Based on a handful of James Franco’s short stories, and directed by Gia Coppola (her debut), Palo Alto captures adolescence with both a clear and jaundiced eye. The wasted youth that populate this Northern California town are teenagers who have little direction in their lives. It is not for nothing that Fred (Nat Wolff) drives his car into a wall in the opening scene. (Don’t worry; it’s done as a lark, and no one is hurt).
The film depicts several overlapping lives, each one engaging, even if the types are familiar. That the young characters flirt with danger and desire is part of what makes Palo Alto so alluring. April (Emma Roberts) is on the soccer team, but she plays almost half-heartedly. The coach Mr. B (Franco) encourages her, but it may be just a ploy to have April babysit his son, or to flirt with her, which he does.
April is vulnerable, and the gifted Roberts conveys her awkwardness with noticeable aplomb. When she shrugs her shoulders in nonchalance, or corrupts Mr. B’s son with naughty TV, she is absolutely authentic.

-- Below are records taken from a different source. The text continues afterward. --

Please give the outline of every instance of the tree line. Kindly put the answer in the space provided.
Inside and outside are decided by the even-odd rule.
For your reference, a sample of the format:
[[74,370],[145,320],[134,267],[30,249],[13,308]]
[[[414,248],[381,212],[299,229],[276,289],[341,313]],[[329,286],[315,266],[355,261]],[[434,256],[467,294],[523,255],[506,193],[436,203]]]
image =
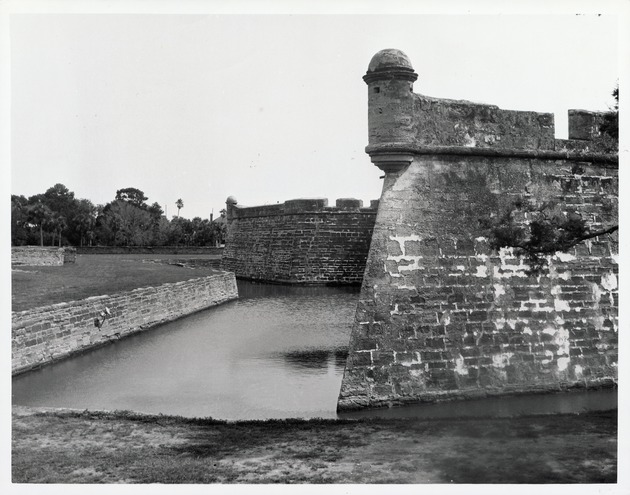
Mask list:
[[63,184],[26,198],[11,195],[13,246],[216,246],[224,243],[225,210],[216,220],[181,218],[184,202],[178,199],[177,217],[168,220],[162,207],[147,203],[134,187],[116,191],[105,205],[76,198]]

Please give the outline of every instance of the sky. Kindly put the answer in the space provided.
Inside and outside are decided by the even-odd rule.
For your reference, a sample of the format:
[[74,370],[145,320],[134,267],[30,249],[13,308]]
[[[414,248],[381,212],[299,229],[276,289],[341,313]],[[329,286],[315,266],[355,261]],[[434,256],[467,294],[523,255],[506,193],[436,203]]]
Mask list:
[[365,154],[370,58],[398,48],[414,92],[607,110],[614,15],[14,13],[11,193],[56,183],[104,204],[135,187],[168,217],[301,197],[380,196]]

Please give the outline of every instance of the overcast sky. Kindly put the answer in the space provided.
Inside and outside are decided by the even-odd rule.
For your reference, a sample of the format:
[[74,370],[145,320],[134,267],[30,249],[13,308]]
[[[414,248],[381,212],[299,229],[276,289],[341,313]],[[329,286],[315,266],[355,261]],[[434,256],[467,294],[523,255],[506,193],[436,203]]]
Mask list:
[[10,17],[11,192],[63,183],[95,204],[136,187],[182,216],[299,197],[380,195],[367,144],[372,55],[398,48],[414,91],[501,108],[606,110],[610,15]]

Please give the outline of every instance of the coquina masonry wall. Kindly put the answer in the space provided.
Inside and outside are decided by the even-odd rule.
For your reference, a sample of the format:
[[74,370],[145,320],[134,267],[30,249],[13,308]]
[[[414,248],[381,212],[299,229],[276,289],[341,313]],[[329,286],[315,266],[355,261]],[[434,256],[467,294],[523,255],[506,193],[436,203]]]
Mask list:
[[360,284],[376,203],[296,199],[270,206],[227,202],[222,268],[237,277],[276,283]]
[[386,176],[338,409],[615,383],[616,233],[528,276],[480,223],[534,191],[594,229],[616,223],[601,116],[570,112],[556,140],[551,114],[417,95],[415,77],[385,50],[364,78],[367,151]]
[[[15,312],[12,372],[28,371],[237,297],[234,274],[222,272]],[[106,307],[111,317],[99,329],[94,319]]]

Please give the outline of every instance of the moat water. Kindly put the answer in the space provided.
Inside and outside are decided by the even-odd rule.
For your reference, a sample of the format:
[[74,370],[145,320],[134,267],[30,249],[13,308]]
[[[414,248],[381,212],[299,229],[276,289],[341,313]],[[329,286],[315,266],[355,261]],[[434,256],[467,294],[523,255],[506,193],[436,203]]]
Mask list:
[[[239,282],[237,301],[13,378],[16,405],[220,419],[337,417],[358,288]],[[610,409],[614,391],[486,399],[344,417]]]

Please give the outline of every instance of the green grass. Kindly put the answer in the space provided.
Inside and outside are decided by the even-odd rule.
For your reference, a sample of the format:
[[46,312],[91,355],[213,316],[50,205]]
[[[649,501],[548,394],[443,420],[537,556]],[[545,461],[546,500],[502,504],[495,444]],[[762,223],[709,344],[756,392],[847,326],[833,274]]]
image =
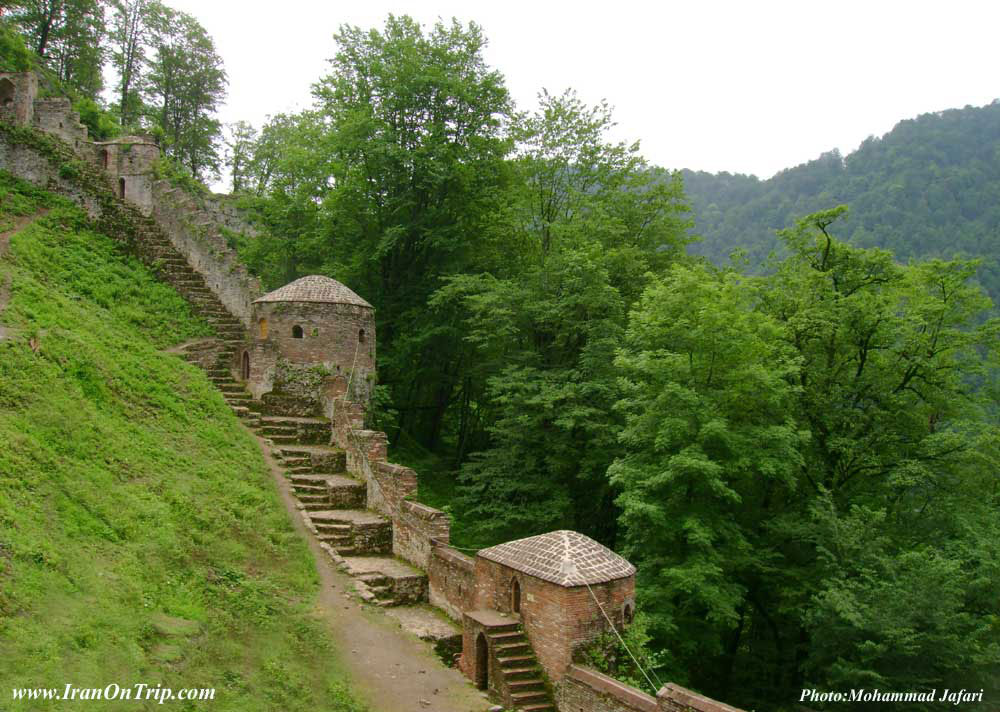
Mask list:
[[[16,330],[0,342],[0,709],[360,709],[256,443],[163,352],[207,325],[78,210],[0,174],[0,229],[43,207],[0,260]],[[216,698],[11,701],[66,683]]]

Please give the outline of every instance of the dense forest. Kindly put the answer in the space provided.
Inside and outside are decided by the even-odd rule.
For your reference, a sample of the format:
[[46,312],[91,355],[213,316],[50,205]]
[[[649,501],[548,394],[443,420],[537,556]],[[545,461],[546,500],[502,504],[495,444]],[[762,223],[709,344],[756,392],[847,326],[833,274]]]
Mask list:
[[194,17],[157,0],[13,0],[0,10],[0,70],[34,69],[44,91],[73,99],[94,138],[151,134],[165,172],[218,176],[226,72]]
[[978,279],[1000,297],[1000,100],[901,121],[848,156],[836,150],[769,180],[684,171],[702,240],[692,252],[723,264],[739,248],[757,271],[781,250],[775,231],[797,217],[850,206],[841,237],[902,261],[983,259]]
[[[134,116],[177,146],[150,27]],[[460,545],[620,551],[655,674],[747,709],[998,688],[997,272],[951,257],[996,254],[1000,106],[761,182],[651,166],[572,90],[515,106],[475,24],[334,41],[309,109],[232,127],[235,246],[376,307],[372,424]]]

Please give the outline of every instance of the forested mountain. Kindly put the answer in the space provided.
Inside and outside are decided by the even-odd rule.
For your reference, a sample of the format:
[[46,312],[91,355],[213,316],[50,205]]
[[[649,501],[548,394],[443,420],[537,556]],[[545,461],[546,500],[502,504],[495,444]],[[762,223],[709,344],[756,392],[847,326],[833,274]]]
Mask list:
[[840,235],[897,259],[983,257],[979,279],[1000,295],[1000,100],[901,121],[846,157],[839,151],[769,180],[684,171],[703,240],[689,250],[713,262],[743,248],[761,269],[778,249],[775,230],[847,204]]

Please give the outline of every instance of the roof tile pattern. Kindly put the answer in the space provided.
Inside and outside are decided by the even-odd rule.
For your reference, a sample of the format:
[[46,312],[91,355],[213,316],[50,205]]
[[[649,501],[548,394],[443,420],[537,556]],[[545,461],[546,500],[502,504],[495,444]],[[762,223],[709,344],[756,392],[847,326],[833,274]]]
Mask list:
[[318,274],[301,277],[254,300],[254,304],[258,302],[321,302],[325,304],[354,304],[359,307],[372,308],[371,304],[345,285],[335,279]]
[[566,529],[508,541],[478,555],[560,586],[606,583],[635,575],[635,567],[611,549]]

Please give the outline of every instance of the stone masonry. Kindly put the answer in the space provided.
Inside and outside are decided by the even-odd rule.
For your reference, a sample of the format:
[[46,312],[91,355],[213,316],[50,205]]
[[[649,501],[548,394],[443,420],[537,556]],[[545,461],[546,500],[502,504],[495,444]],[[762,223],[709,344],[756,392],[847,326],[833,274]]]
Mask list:
[[[4,123],[57,140],[16,141]],[[225,237],[238,215],[155,180],[158,156],[147,137],[89,141],[68,100],[38,99],[31,73],[0,73],[0,165],[83,206],[214,326],[216,338],[178,352],[265,439],[307,527],[365,601],[439,650],[460,646],[463,672],[512,709],[741,712],[674,684],[654,699],[574,665],[582,646],[631,621],[635,568],[571,531],[474,557],[451,547],[448,516],[414,500],[417,474],[388,461],[384,433],[363,429],[374,309],[319,276],[261,297]],[[456,622],[429,613],[428,600]]]

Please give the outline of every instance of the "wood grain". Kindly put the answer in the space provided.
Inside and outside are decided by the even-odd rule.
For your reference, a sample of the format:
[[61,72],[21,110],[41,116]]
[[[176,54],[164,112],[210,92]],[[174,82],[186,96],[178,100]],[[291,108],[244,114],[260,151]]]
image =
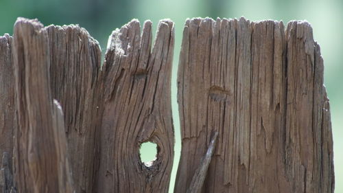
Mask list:
[[308,23],[189,19],[178,87],[174,192],[190,185],[213,130],[202,192],[333,192],[323,62]]
[[78,25],[49,25],[51,95],[64,112],[73,179],[76,192],[94,192],[98,167],[103,102],[100,91],[99,43]]
[[[0,157],[5,153],[4,156],[8,158],[6,164],[0,159],[0,170],[1,166],[5,165],[10,172],[12,172],[13,134],[17,126],[12,57],[12,40],[9,34],[0,36]],[[5,170],[3,168],[3,172]],[[5,173],[0,174],[0,179],[1,177],[3,183],[0,183],[0,192],[9,193],[11,187],[6,184]]]
[[[167,192],[174,158],[171,73],[174,30],[137,20],[113,31],[103,67],[104,111],[96,192]],[[141,160],[142,143],[157,144],[150,167]]]
[[14,174],[19,192],[73,192],[64,124],[53,102],[47,31],[36,20],[14,25],[14,69],[19,127]]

April harbors a crush on Teddy (Jack Kilmer; Val’s son), a screw up who gets into some real trouble when he hits a stranger’s car while driving drunk and then drives off. Forced to do community service, Palo Alto suggests that Teddy might actually straighten up and fly right. However, to do this, he realizes, he needs to stay away from his coconspirator, Fred, who is becoming an increasingly more dangerous troublemaker. Fred’s father (Chris Messina) is also no good; he gets a little too friendly with Teddy during an encounter in Fred’s house in another one of the film’s enjoyably uncomfortable sequences.
Parents are mostly on the sidelines in the film, and the focus on the kids—their parties and their private moments—provide telling details about their morals or lack of them. When Teddy tells his sister that he wants to be alone in his room, his despair and frustration are palpable.
This is what is so fantastic about Palo Alto; Coppola wisely never judges these self-absorbed characters, many of whom behave badly. The girls on April’s soccer team are chatty and nasty; they have a sense of entitlement that might prompt viewers to ask: What exactly are these over-privileged kids entitled to? Perhaps it is just their need for acceptance and affection. One of the film’s more alarming stories concerns Emily (Zoe Levin), a teen who has sex with various guys. When she meets Fred, who treats her pretty badly, it prompts one of the film’s more intense confrontations.
It is in the dramatic scenes like these that Palo Alto is especially captivating. Coppola’s film is gorgeously filmed, with images—Teddy and Fred about to cut down a tree with a chainsaw, or a car driving on the wrong side of the highway—that are haunting. And there is real emotion as April’s story unfolds, even if there are few surprises with what transpires.
Palo Alto is less a cautionary tale (though it can certainly be read as one) and more a fictional account of characters that are probably closer to reality than one might like or hope. And that may be why this film is so effective.